Es war ein Kampf um Leben und Tod: Vor mehr als 15 Jahren verwandelten sich die üppigen Korallenriffe der Seychellen binnen kürzester Zeit zu eher trostlosen Seegraswiesen. Kaum jemand räumte ihnen große Überlebenschancen ein. Bis einige von ihnen plötzlich wieder aufblühten, zur Freude nicht nur von Bewohnern des Inselstaats sondern auch von Forschern. Die Riffe hatten eine Nahtoderfahrung erlebt. Was holte sie zurück?
Fünf Faktoren sind es, die den Unterschied ausmachen, ob sich Korallen zurückkämpfen können oder nicht. Ein internationales Forscherteam hat sie nun in tropischen Gewässern identifiziert (Graham et al., 2015).

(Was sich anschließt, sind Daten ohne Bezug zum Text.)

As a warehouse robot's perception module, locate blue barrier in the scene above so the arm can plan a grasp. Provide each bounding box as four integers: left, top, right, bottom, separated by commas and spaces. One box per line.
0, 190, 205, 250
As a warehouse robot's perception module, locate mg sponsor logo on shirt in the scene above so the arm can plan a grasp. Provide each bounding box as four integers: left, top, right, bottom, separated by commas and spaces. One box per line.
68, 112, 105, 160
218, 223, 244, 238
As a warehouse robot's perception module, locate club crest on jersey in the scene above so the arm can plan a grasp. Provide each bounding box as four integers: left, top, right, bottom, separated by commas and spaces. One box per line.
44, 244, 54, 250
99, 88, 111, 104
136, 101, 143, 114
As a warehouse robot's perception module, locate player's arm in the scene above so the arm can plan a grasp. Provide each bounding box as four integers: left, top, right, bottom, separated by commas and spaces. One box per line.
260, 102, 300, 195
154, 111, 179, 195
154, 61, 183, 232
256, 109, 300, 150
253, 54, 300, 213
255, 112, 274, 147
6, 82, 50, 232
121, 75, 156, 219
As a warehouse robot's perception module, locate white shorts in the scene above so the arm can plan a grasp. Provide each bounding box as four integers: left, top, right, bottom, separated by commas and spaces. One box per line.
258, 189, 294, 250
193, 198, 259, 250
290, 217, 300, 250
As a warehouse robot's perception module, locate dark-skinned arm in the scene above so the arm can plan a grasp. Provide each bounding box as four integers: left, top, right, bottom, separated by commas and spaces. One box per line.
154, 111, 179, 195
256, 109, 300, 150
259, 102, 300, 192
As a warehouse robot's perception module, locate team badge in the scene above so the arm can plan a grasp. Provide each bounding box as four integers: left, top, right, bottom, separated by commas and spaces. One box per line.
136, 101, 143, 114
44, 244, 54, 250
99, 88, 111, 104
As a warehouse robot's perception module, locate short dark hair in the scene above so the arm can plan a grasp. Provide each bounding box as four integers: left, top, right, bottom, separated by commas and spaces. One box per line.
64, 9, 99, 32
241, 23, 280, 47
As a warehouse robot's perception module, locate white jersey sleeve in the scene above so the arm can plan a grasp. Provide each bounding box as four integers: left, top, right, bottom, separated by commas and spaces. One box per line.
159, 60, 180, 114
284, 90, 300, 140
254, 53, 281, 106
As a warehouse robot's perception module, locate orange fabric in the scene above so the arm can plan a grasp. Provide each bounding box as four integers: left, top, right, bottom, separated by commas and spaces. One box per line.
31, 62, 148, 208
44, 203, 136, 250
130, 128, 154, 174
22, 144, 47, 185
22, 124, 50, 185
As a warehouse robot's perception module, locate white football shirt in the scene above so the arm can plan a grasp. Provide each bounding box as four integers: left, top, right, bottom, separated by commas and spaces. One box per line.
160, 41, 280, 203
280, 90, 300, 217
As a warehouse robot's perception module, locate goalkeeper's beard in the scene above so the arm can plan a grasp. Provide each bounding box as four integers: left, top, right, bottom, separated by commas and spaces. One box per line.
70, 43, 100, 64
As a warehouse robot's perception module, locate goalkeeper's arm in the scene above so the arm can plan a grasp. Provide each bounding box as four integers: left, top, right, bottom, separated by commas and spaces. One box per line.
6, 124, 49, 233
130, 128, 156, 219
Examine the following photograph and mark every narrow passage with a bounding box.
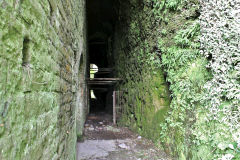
[77,112,171,160]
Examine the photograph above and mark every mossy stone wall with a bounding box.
[113,1,170,140]
[0,0,86,160]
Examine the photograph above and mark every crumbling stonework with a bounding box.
[0,0,86,160]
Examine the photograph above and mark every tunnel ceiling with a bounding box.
[87,0,117,67]
[87,0,116,41]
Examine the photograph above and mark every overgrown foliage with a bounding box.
[113,0,240,160]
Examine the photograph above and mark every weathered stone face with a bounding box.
[0,0,86,160]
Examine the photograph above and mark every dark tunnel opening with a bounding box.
[87,0,117,114]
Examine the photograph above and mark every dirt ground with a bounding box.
[77,113,171,160]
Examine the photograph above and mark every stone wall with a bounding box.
[0,0,86,160]
[113,0,240,160]
[113,0,170,141]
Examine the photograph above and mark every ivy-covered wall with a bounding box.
[113,0,240,160]
[113,1,170,140]
[0,0,86,160]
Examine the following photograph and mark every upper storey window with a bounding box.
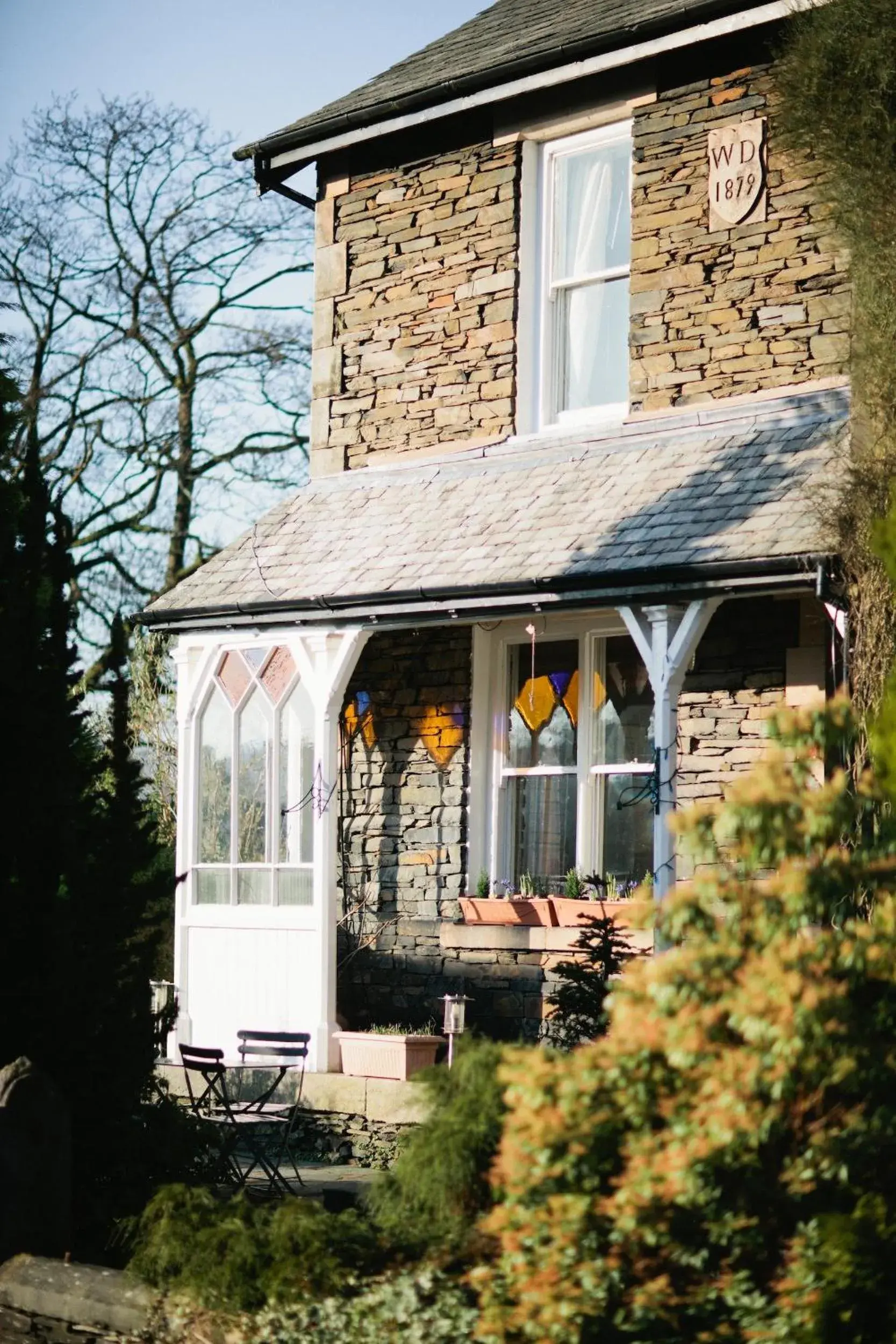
[541,123,632,422]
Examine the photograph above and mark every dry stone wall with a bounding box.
[339,598,825,1039]
[632,65,849,410]
[312,144,520,473]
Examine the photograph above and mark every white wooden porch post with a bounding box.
[619,598,721,900]
[302,628,371,1073]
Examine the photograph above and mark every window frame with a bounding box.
[470,612,654,883]
[188,639,314,911]
[536,117,633,427]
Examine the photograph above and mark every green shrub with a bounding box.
[251,1269,477,1344]
[368,1039,505,1255]
[129,1185,383,1311]
[474,703,896,1344]
[544,914,637,1050]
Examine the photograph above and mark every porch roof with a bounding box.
[235,0,762,159]
[142,387,849,626]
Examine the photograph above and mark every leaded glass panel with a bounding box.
[594,634,653,765]
[508,640,579,769]
[236,691,269,863]
[199,691,232,863]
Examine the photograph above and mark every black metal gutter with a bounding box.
[134,554,834,629]
[234,0,763,160]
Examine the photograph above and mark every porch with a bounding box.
[141,390,848,1073]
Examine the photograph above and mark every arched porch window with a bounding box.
[193,645,314,906]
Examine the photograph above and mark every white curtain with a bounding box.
[556,145,629,411]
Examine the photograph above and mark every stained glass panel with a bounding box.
[508,640,579,769]
[262,647,296,704]
[218,649,251,704]
[279,682,314,863]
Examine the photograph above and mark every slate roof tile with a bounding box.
[146,389,849,621]
[236,0,761,159]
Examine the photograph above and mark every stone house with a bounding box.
[145,0,849,1071]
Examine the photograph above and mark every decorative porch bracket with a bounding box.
[297,628,371,1073]
[619,598,721,900]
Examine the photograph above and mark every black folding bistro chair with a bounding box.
[178,1046,301,1195]
[236,1031,312,1185]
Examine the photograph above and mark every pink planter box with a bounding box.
[334,1031,445,1082]
[551,897,653,929]
[461,897,556,929]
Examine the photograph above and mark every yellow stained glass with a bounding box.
[418,704,463,769]
[596,672,607,710]
[513,676,556,733]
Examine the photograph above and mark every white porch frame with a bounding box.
[175,626,372,1073]
[619,597,721,900]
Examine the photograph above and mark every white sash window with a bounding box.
[540,121,632,424]
[470,617,656,895]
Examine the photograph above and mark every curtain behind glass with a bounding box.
[554,139,632,411]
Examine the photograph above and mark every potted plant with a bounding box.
[334,1021,445,1082]
[552,868,653,929]
[461,871,554,927]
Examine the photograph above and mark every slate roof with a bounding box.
[235,0,762,159]
[145,389,849,623]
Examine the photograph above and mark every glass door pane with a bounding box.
[197,691,232,863]
[236,691,269,863]
[506,774,578,895]
[594,634,653,765]
[508,640,579,769]
[602,774,653,883]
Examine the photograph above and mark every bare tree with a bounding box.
[0,98,312,667]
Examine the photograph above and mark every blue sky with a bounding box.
[0,0,488,556]
[0,0,488,173]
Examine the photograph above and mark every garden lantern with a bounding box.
[149,980,177,1063]
[442,995,470,1069]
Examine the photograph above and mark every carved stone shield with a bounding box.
[708,117,766,230]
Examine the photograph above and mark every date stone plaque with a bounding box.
[708,117,767,233]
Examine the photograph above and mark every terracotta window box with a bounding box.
[461,897,556,929]
[552,897,653,929]
[334,1031,445,1082]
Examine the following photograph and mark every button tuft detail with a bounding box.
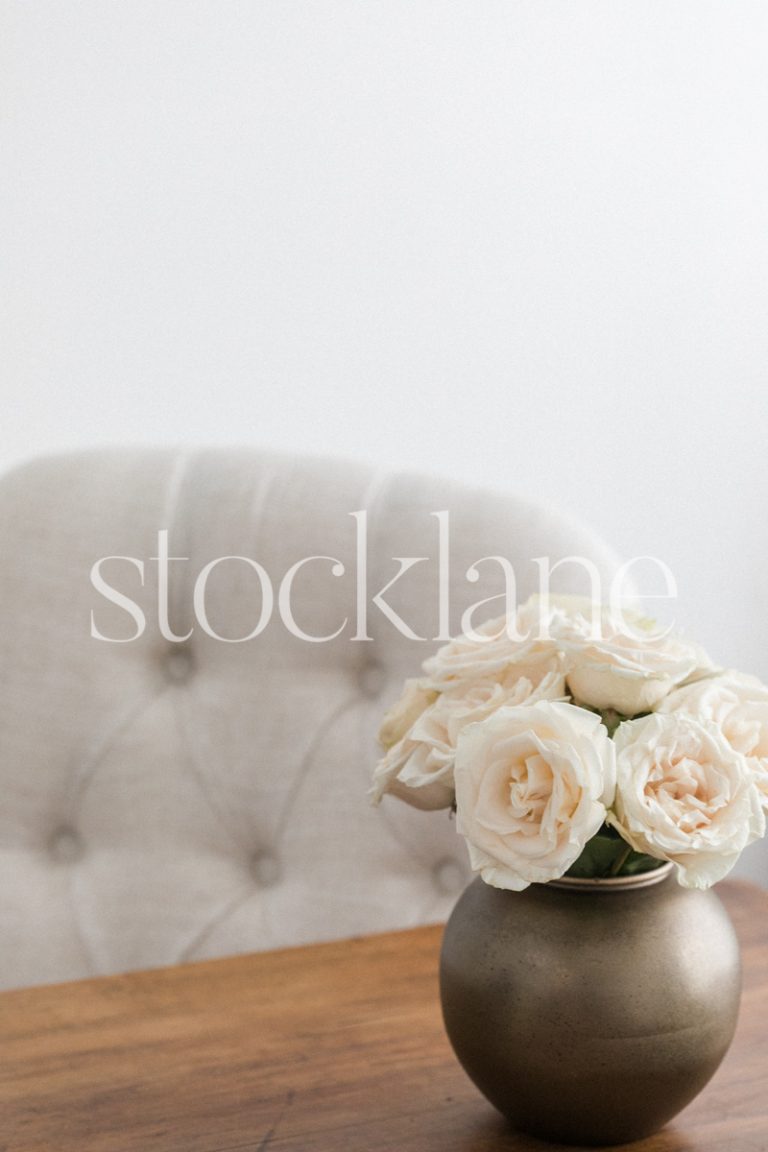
[48,825,83,864]
[251,851,280,888]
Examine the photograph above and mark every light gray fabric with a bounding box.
[0,449,614,986]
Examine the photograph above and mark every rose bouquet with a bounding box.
[372,597,768,890]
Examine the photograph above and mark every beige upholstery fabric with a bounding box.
[0,450,613,986]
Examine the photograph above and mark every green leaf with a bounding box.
[565,824,662,880]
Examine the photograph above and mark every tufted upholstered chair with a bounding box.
[0,449,626,986]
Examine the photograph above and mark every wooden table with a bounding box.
[0,884,768,1152]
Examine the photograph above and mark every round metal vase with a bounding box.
[440,865,742,1145]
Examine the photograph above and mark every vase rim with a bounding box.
[547,861,675,892]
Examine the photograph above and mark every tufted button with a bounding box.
[357,660,387,697]
[164,645,195,684]
[48,825,83,864]
[432,856,466,896]
[251,851,280,888]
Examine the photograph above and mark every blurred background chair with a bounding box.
[0,449,615,987]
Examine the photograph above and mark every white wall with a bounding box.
[0,0,768,880]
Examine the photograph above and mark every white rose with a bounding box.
[608,713,766,888]
[424,606,564,691]
[378,680,438,750]
[659,672,768,808]
[372,669,565,808]
[563,608,715,717]
[455,702,615,892]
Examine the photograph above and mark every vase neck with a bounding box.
[547,863,675,892]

Die Zukunft bedrohter Korallenriffe ist nun ein Stück gewisser.
Korallen sind lebende Organismen. Sie gehören zu den Nesseltieren und fühlen sich in einer Wohngemeinschaft mit Algen auf einer Kalkschicht, die von Jahr zu Jahr wächst, am wohlsten. Mit den Jahren entstehen riesige Gärten voll zierlicher Steinkorallen, schillernd-bunter Fächerkorallen, nebst Fischen, Seesternen, Muscheln und vielen anderen Lebewesen – einzigartige, artenreiche Ökosysteme. Sie gelten als Ursprung eines Viertels der marinen Artenvielfalt, sichern Nahrung und Unterhalt von Millionen Menschen in den Tropen – und brauchen dieser Tage besonderen Schutz.
Der Tod hat einen Namen: Korallenbleiche
Zumindest ist das die Annahme. Denn Überfischung, Umweltverschmutzung und der Klimawandel greifen die sensiblen Strukturen auf den Meeresböden weltweit an. Vor allem die Erderwärmung sei eine Gefahr für die Vielfalt der Meere, da weit weniger kontrollierbar. Sie bringe den Riffen auf Dauer den Tod, die gefürchtete Korallenbleiche.
Die tritt beispielsweise auf, wenn die Temperaturen in tropischen Gewässern zeitweise zu hoch sind. Die Algen sind dann keine freundlichen Mitbewohner mehr, sondern beginnen giftige Moleküle zu produzieren. Die Folge: Die Koralle quartiert sie aus, die Gemeinschaft zerbricht. Den Nesseltieren fehlt dann jedoch Nahrung, sie produzieren keinen Kalk mehr und verlieren ihre Farbe; sie bleichen aus.
Das Phänomen haben Forscher erstmals in den siebziger Jahren beobachtet. Seitdem wieder und wieder und weit verbreitet rund um den Globus. Ein untrügliches Zeichen also für das Ende der Korallen?
Auf den Seychellen schlug die Bleiche 1998 in beispiellosem Ausmaß zu. 90 Prozent der Korallenriffe des Inselstaates galten als verloren. Forscher haben nun Daten aus der Zeit vor und nach der Bleiche bis heute analysiert. Sie zeigen: 12 von 21 Riffen haben sich wieder erholt, mehr als die Hälfte also.
"Korallen sind faszinierend", sagt der Erstautor der Studie, Nicholas Graham. "Sie sind so verletzlich, aber gleichzeitig so stark, dass sie selbst einen intensiven Schock überleben können." 1994 wurden die ersten Daten erhoben, seit 2005 fährt Graham mit seinem Team zu den Seychellen und sammelt mit Tauchrobotern vor Ort Proben der Riffe.
"Mithilfe der Wassertiefe, der Struktur des Riffs vor der Störung, des Nährstoff-Levels, der
Zahl der grasenden Fische und junger Korallen lässt vorhersagen, mit welcher Wahrscheinlichkeit ein Riff wieder gesund werden kann", sagt Graham. "Schon die ersten beiden Variablen lassen sie zu 98 Prozent genau
vorhersagen" – das sei bemerkenswert, lassen sie sich doch ohne großen
Aufwand messen, wie der Biologe von der James Cook University in
Australien erklärt. Fünf Faktoren, die über bleiche oder blühende Unterwasserlandschaften entscheiden.